>My limited testing seems to show LLM assistants do well the more popular the la...

>My limited testing seems to show LLM assistants do well the more popular the language is (more data in its training), so is the hurdle for adoption of something new going to get even higher

Not only that they also tend to answer using the the more popular languages or tool event when it is NOT necessary. And when you call it out on it, it will respond with something like:

"you are absolutely right, this is not necessary and potentially confusing. Let me provide you with a cleaner, more appropriate setup...."

Why doesn't it just respond that the first time? And the code it provided works, but very convoluted. if wasn't checked carefully by an experienced dev person to ask the right question one would never get the second answer, and then that vibe code will just end up in git repo and deployed all over the place.

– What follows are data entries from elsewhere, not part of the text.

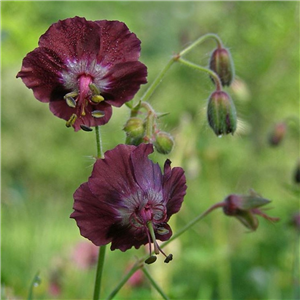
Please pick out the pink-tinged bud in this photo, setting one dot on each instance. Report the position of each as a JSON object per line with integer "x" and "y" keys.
{"x": 134, "y": 128}
{"x": 277, "y": 134}
{"x": 222, "y": 64}
{"x": 164, "y": 142}
{"x": 221, "y": 113}
{"x": 245, "y": 209}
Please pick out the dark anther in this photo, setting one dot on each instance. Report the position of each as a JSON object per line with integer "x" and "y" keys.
{"x": 150, "y": 260}
{"x": 85, "y": 128}
{"x": 168, "y": 258}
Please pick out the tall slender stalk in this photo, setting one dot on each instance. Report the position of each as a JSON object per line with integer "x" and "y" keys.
{"x": 102, "y": 249}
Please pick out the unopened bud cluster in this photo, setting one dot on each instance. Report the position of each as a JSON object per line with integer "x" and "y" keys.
{"x": 145, "y": 130}
{"x": 221, "y": 111}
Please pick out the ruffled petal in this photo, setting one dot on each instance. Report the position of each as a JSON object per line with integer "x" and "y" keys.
{"x": 117, "y": 43}
{"x": 147, "y": 174}
{"x": 94, "y": 218}
{"x": 112, "y": 178}
{"x": 73, "y": 38}
{"x": 174, "y": 188}
{"x": 41, "y": 72}
{"x": 63, "y": 111}
{"x": 124, "y": 81}
{"x": 123, "y": 238}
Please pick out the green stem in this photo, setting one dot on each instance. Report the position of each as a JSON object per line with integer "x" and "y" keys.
{"x": 101, "y": 256}
{"x": 199, "y": 41}
{"x": 99, "y": 143}
{"x": 192, "y": 223}
{"x": 155, "y": 285}
{"x": 139, "y": 264}
{"x": 99, "y": 272}
{"x": 36, "y": 280}
{"x": 158, "y": 79}
{"x": 200, "y": 68}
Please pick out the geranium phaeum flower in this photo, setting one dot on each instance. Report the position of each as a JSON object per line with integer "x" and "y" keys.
{"x": 82, "y": 67}
{"x": 128, "y": 201}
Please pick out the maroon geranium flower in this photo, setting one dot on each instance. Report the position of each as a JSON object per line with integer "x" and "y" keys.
{"x": 82, "y": 68}
{"x": 128, "y": 201}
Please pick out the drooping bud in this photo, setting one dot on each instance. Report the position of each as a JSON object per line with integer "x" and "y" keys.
{"x": 134, "y": 128}
{"x": 221, "y": 113}
{"x": 245, "y": 209}
{"x": 221, "y": 63}
{"x": 277, "y": 134}
{"x": 164, "y": 142}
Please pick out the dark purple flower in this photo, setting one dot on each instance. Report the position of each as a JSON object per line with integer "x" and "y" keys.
{"x": 82, "y": 68}
{"x": 127, "y": 200}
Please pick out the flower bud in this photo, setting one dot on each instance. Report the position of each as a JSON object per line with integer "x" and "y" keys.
{"x": 221, "y": 113}
{"x": 221, "y": 63}
{"x": 277, "y": 134}
{"x": 134, "y": 128}
{"x": 297, "y": 173}
{"x": 245, "y": 209}
{"x": 164, "y": 142}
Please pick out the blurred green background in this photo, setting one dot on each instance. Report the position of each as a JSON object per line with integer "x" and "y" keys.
{"x": 43, "y": 162}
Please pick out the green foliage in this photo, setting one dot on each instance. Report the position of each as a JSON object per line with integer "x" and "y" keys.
{"x": 43, "y": 162}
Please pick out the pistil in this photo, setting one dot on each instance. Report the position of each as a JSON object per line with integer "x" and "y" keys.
{"x": 152, "y": 258}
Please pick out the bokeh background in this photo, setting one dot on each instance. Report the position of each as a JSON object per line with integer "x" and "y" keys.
{"x": 43, "y": 162}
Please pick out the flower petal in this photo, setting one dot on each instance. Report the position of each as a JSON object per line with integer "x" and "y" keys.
{"x": 117, "y": 43}
{"x": 72, "y": 38}
{"x": 124, "y": 81}
{"x": 93, "y": 217}
{"x": 147, "y": 174}
{"x": 123, "y": 238}
{"x": 112, "y": 178}
{"x": 174, "y": 187}
{"x": 40, "y": 72}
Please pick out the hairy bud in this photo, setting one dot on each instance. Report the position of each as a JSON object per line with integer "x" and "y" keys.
{"x": 221, "y": 113}
{"x": 134, "y": 128}
{"x": 221, "y": 63}
{"x": 164, "y": 142}
{"x": 277, "y": 134}
{"x": 245, "y": 208}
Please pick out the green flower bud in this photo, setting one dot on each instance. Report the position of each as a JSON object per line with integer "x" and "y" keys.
{"x": 221, "y": 63}
{"x": 164, "y": 142}
{"x": 134, "y": 128}
{"x": 246, "y": 209}
{"x": 221, "y": 113}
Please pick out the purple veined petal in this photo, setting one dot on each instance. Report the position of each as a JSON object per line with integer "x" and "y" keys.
{"x": 117, "y": 43}
{"x": 72, "y": 38}
{"x": 93, "y": 217}
{"x": 75, "y": 54}
{"x": 112, "y": 177}
{"x": 41, "y": 71}
{"x": 124, "y": 80}
{"x": 63, "y": 111}
{"x": 174, "y": 188}
{"x": 124, "y": 238}
{"x": 167, "y": 229}
{"x": 147, "y": 174}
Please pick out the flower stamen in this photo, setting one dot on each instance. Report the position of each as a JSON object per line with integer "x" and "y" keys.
{"x": 157, "y": 249}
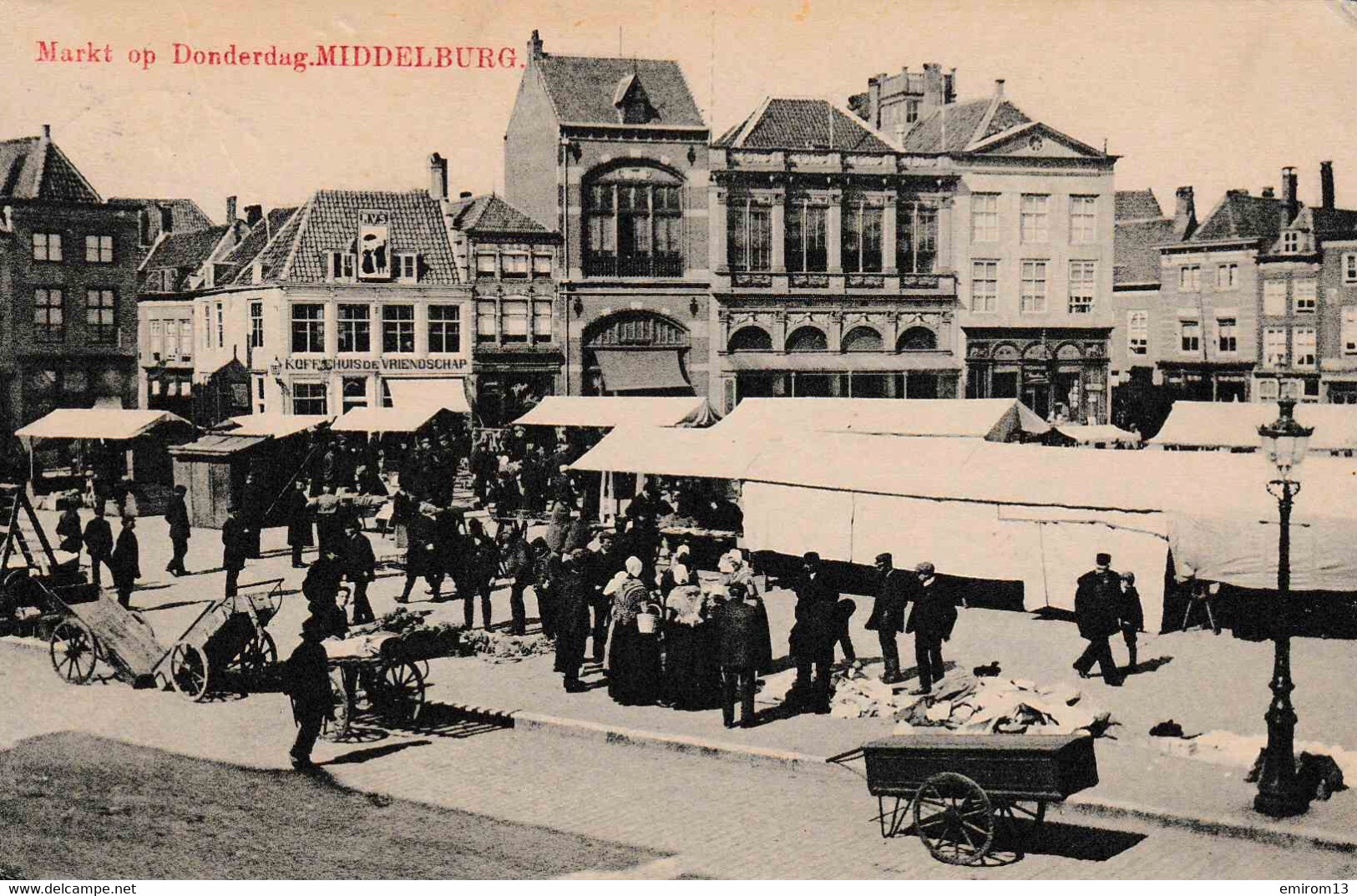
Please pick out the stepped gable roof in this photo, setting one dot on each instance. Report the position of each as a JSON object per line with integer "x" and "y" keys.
{"x": 586, "y": 90}
{"x": 1137, "y": 205}
{"x": 805, "y": 124}
{"x": 36, "y": 169}
{"x": 329, "y": 221}
{"x": 492, "y": 215}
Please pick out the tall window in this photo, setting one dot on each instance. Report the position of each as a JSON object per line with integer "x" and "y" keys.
{"x": 1303, "y": 295}
{"x": 47, "y": 247}
{"x": 308, "y": 398}
{"x": 542, "y": 321}
{"x": 916, "y": 238}
{"x": 397, "y": 329}
{"x": 1137, "y": 333}
{"x": 49, "y": 321}
{"x": 1274, "y": 297}
{"x": 256, "y": 325}
{"x": 807, "y": 236}
{"x": 1035, "y": 221}
{"x": 1189, "y": 337}
{"x": 308, "y": 329}
{"x": 984, "y": 217}
{"x": 634, "y": 225}
{"x": 444, "y": 329}
{"x": 101, "y": 316}
{"x": 1227, "y": 336}
{"x": 861, "y": 238}
{"x": 99, "y": 249}
{"x": 1083, "y": 276}
{"x": 1303, "y": 347}
{"x": 1274, "y": 347}
{"x": 354, "y": 327}
{"x": 984, "y": 286}
{"x": 748, "y": 235}
{"x": 514, "y": 321}
{"x": 1083, "y": 219}
{"x": 1033, "y": 299}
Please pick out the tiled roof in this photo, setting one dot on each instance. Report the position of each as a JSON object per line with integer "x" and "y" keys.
{"x": 36, "y": 169}
{"x": 1135, "y": 250}
{"x": 803, "y": 124}
{"x": 582, "y": 89}
{"x": 1242, "y": 216}
{"x": 329, "y": 221}
{"x": 1137, "y": 205}
{"x": 185, "y": 215}
{"x": 492, "y": 215}
{"x": 243, "y": 253}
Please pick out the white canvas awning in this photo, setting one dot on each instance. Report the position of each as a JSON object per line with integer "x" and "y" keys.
{"x": 614, "y": 410}
{"x": 98, "y": 423}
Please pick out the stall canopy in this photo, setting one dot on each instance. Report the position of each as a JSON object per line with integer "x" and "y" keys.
{"x": 990, "y": 418}
{"x": 1233, "y": 425}
{"x": 616, "y": 410}
{"x": 98, "y": 423}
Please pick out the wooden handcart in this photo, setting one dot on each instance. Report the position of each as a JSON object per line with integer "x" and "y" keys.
{"x": 371, "y": 674}
{"x": 964, "y": 789}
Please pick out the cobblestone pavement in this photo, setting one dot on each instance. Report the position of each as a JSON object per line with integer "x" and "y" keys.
{"x": 720, "y": 819}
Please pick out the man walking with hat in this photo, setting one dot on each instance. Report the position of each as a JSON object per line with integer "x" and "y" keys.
{"x": 1098, "y": 613}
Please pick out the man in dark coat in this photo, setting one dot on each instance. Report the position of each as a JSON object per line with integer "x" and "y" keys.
{"x": 931, "y": 620}
{"x": 98, "y": 538}
{"x": 307, "y": 683}
{"x": 888, "y": 613}
{"x": 813, "y": 635}
{"x": 738, "y": 633}
{"x": 1098, "y": 613}
{"x": 125, "y": 562}
{"x": 177, "y": 514}
{"x": 235, "y": 547}
{"x": 362, "y": 568}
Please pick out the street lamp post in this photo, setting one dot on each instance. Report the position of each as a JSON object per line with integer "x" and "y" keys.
{"x": 1284, "y": 443}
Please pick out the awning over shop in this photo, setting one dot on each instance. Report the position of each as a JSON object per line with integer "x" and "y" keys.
{"x": 1235, "y": 425}
{"x": 615, "y": 410}
{"x": 98, "y": 423}
{"x": 276, "y": 425}
{"x": 641, "y": 370}
{"x": 844, "y": 362}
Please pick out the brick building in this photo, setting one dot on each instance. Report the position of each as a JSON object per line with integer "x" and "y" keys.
{"x": 68, "y": 284}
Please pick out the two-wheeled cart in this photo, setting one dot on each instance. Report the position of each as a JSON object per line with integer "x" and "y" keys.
{"x": 964, "y": 789}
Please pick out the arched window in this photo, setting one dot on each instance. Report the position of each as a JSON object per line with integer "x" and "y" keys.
{"x": 808, "y": 340}
{"x": 634, "y": 223}
{"x": 751, "y": 340}
{"x": 918, "y": 340}
{"x": 862, "y": 340}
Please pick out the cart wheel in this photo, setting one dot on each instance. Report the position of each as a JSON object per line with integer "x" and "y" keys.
{"x": 397, "y": 691}
{"x": 75, "y": 652}
{"x": 189, "y": 671}
{"x": 954, "y": 819}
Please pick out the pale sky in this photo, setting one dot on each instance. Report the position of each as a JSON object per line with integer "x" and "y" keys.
{"x": 1211, "y": 93}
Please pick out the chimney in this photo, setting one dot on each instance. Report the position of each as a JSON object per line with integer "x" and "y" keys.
{"x": 1185, "y": 214}
{"x": 1288, "y": 193}
{"x": 438, "y": 177}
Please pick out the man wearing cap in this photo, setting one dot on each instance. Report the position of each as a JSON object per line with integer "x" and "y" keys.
{"x": 888, "y": 614}
{"x": 931, "y": 622}
{"x": 1098, "y": 613}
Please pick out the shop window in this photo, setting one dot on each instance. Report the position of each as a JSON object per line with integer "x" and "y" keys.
{"x": 444, "y": 329}
{"x": 308, "y": 398}
{"x": 354, "y": 327}
{"x": 397, "y": 329}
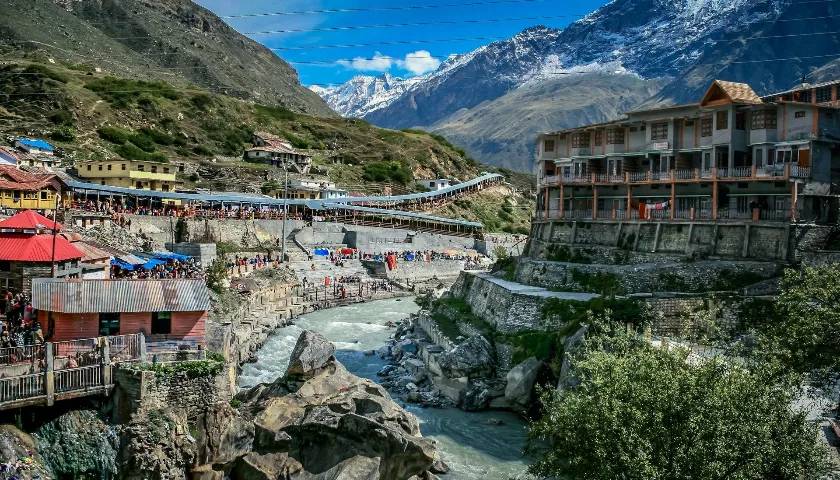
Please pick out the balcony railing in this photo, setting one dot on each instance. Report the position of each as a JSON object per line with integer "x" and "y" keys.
{"x": 747, "y": 172}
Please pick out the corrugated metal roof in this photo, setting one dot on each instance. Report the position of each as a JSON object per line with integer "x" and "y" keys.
{"x": 120, "y": 296}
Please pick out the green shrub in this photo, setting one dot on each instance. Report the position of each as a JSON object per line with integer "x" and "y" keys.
{"x": 115, "y": 135}
{"x": 47, "y": 72}
{"x": 123, "y": 93}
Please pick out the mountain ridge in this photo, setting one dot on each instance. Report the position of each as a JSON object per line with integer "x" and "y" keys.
{"x": 680, "y": 45}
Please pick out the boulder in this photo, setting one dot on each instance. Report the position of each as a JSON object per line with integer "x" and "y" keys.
{"x": 472, "y": 358}
{"x": 332, "y": 425}
{"x": 520, "y": 382}
{"x": 311, "y": 353}
{"x": 570, "y": 346}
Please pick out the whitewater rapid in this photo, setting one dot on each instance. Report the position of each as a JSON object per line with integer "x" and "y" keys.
{"x": 477, "y": 446}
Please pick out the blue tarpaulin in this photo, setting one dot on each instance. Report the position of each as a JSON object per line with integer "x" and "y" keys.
{"x": 123, "y": 265}
{"x": 170, "y": 256}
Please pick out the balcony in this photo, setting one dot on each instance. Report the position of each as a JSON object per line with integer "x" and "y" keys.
{"x": 739, "y": 174}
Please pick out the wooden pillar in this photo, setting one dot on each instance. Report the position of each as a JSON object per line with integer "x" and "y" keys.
{"x": 562, "y": 201}
{"x": 49, "y": 374}
{"x": 714, "y": 193}
{"x": 673, "y": 196}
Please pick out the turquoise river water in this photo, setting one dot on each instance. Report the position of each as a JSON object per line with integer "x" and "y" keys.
{"x": 472, "y": 444}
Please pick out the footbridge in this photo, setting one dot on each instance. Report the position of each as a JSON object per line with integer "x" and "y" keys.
{"x": 385, "y": 210}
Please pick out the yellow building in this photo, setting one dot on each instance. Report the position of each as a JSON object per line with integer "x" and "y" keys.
{"x": 25, "y": 190}
{"x": 130, "y": 174}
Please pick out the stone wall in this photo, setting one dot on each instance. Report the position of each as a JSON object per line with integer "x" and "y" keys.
{"x": 646, "y": 277}
{"x": 135, "y": 389}
{"x": 749, "y": 240}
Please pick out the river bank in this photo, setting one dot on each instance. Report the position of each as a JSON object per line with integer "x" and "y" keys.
{"x": 476, "y": 446}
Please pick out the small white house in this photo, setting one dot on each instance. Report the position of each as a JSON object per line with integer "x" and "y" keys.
{"x": 434, "y": 184}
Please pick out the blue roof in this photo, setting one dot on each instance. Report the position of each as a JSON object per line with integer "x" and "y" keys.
{"x": 36, "y": 143}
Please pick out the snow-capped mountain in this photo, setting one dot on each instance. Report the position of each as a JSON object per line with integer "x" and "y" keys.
{"x": 364, "y": 94}
{"x": 687, "y": 42}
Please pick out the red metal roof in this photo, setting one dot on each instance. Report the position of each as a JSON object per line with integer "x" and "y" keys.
{"x": 16, "y": 247}
{"x": 28, "y": 220}
{"x": 13, "y": 179}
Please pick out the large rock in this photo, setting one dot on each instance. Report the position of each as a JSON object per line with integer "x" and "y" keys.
{"x": 570, "y": 346}
{"x": 311, "y": 353}
{"x": 520, "y": 383}
{"x": 322, "y": 422}
{"x": 472, "y": 358}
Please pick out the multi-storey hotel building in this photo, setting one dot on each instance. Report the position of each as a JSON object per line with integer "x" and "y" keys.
{"x": 733, "y": 156}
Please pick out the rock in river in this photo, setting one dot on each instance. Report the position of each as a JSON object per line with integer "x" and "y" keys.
{"x": 332, "y": 425}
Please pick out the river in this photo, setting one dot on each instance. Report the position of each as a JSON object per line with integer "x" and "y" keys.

Got the feeling some big corp may just paid some money to have their plugin/code to on the first answer even when it is NOT necessary.

This could be very problematic, I'm sure people in advertising are just all licking their chops on how they can capitalized on that. If one thing currently ad industry is bad, wait until that is infused into all the models.

We really need ways to

1. Train our own models in the open, with weight and the data it is trained on. Kinda like the reproducible built process that Nix is doing for building repos.

2. Ways to debug the model on inference time. The <think> tag is great, and I suspect not everything is transparent in that process.

Is there something equivalent of formal verification for model inference?